U-M to exit Russian investment, light bell tower with Ukrainian colors


As the Russian invasion of Ukraine continues to escalate, the University of Michigan said March 14 it will make no further investments in Russia and will move as quickly as is practical to exit its remaining investments.

At the same time, the university said it will light the Burton Memorial Tower on Central Campus in Michigan’s colors of maize and blue, which also will symbolize solidarity with the democratic nation of Ukraine. The Ukrainian flag features the colors of blue and gold.

Burton Tower will be bathed in maize and blue each night from dusk to midnight starting March 15 and through the coming week.

Regarding its approach to Russian investments, the university said it was taking the action in light of increasing financial risks associated with such investments.

The move also is consistent with the March 7 statement from President Mary Sue Coleman condemning the Russian invasion of Ukraine as a “ruthless attack on freedom.”



  1. Keith Aaronson
    on March 22, 2022 at 12:05 pm

    This announcement is troubling to me for two reasons. First the more minor one: You wrote that we’re bathing Barton Tower in maize and blue to symbolize solidarity with Ukraine, who’s national colors are blue and gold. I believe that the Ukrainian blue is a fair bit lighter than the Michigan blue.
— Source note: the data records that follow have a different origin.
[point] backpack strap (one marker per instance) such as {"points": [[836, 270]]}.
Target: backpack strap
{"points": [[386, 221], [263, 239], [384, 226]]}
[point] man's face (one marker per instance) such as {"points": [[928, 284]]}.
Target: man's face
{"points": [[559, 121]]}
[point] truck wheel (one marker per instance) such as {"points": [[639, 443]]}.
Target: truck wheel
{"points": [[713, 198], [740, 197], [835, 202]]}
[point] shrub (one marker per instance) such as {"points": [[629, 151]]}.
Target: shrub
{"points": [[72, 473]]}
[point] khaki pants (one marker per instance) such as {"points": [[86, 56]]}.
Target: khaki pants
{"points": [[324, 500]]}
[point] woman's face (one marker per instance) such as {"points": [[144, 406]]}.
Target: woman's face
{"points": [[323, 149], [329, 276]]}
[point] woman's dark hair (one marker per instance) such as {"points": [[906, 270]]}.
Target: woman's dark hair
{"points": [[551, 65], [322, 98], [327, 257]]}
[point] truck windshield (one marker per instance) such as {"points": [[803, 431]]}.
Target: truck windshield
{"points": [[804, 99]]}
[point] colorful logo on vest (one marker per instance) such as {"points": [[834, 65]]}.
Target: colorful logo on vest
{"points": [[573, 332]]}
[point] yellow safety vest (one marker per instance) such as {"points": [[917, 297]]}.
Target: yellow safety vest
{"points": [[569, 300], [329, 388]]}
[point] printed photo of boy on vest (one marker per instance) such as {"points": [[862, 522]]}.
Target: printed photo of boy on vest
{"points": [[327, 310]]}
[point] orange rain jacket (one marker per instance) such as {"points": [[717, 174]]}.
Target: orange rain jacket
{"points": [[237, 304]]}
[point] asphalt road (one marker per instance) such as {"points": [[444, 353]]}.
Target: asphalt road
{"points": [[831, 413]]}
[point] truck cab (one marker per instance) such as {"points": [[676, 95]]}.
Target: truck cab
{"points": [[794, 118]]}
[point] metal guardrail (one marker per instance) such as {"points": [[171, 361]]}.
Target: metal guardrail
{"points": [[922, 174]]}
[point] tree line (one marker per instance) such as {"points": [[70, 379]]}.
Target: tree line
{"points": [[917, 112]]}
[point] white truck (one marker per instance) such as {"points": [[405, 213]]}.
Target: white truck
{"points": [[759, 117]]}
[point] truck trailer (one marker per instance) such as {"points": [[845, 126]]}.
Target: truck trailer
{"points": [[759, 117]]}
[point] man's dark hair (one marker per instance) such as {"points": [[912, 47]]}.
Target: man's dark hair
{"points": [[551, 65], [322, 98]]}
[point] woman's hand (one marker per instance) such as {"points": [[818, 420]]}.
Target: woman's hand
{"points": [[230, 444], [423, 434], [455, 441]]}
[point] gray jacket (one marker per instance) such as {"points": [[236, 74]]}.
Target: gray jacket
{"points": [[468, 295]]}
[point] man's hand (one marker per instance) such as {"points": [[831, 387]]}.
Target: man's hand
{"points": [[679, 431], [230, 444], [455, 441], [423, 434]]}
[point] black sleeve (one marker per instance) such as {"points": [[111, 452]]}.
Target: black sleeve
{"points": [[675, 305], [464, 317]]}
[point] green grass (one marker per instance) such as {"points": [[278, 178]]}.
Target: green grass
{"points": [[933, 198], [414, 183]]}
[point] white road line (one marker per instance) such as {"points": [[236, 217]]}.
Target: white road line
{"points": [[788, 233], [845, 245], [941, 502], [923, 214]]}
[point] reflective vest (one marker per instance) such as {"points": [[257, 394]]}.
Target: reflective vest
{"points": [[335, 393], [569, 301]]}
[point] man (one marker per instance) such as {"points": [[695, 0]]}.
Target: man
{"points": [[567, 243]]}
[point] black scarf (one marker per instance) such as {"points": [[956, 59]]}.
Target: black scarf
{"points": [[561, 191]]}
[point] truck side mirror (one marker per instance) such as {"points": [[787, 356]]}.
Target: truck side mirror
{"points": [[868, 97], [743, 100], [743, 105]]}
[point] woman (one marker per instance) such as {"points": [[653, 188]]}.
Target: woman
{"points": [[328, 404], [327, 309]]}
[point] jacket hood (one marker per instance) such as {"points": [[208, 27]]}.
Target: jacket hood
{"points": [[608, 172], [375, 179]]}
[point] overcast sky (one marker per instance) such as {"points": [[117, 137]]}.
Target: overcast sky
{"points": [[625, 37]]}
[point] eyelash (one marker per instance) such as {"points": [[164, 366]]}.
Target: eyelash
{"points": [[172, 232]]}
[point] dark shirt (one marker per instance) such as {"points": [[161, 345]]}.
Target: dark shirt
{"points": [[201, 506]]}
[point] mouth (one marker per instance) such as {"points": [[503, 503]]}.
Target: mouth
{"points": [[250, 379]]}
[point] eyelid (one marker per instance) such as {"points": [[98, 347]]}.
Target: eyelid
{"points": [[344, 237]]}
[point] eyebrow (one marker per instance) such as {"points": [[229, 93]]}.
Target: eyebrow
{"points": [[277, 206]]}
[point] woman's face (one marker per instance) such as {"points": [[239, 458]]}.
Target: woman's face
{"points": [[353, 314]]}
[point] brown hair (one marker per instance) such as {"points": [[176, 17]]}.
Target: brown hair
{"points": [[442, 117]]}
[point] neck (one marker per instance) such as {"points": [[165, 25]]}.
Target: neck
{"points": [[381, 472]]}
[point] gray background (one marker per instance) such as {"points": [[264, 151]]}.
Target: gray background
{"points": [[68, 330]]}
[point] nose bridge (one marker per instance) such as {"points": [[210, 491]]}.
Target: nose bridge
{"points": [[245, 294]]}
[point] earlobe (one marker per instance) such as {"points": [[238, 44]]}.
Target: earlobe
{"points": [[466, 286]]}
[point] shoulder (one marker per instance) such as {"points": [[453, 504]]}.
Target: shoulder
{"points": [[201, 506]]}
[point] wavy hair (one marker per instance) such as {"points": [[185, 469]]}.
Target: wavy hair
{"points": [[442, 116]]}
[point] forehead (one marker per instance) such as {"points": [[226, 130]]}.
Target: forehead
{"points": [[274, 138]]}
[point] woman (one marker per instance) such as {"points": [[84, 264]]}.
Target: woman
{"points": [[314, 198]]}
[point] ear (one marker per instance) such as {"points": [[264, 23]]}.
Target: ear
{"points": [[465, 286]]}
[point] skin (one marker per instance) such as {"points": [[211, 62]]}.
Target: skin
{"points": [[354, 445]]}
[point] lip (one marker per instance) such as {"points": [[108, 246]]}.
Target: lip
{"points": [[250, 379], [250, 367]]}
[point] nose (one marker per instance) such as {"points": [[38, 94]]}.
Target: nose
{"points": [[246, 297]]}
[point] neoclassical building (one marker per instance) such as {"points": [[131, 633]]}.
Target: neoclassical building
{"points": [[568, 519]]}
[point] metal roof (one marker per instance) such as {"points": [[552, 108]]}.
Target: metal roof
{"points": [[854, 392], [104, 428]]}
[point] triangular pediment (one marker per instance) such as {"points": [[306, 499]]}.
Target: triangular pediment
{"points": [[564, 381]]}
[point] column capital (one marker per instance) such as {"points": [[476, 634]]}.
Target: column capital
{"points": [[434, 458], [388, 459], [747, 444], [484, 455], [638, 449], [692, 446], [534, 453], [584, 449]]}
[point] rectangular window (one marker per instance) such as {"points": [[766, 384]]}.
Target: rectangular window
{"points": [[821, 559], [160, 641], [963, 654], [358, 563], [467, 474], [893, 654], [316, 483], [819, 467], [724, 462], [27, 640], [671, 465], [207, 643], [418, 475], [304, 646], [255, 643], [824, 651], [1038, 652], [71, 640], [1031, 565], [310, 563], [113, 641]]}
If our goal is to express solidarity with the horrendous suffering of the Ukrainian people, couldn’t we spring for the right color filters? Second, regarding the rationale for divestment, isn’t a “ruthless attack on freedom” both an excellent and perfectly sufficient reason to divest from Russia? Would we not divest from Russia absent “increasing financial risks associated with such investments”? Your careful wording makes it clear that we would not, and that’s deeply troubling. By juxtaposing President Coleman’s completely apt comment with a financial decision made without moral consideration, you seek credit for doing the right thing for the wrong reason.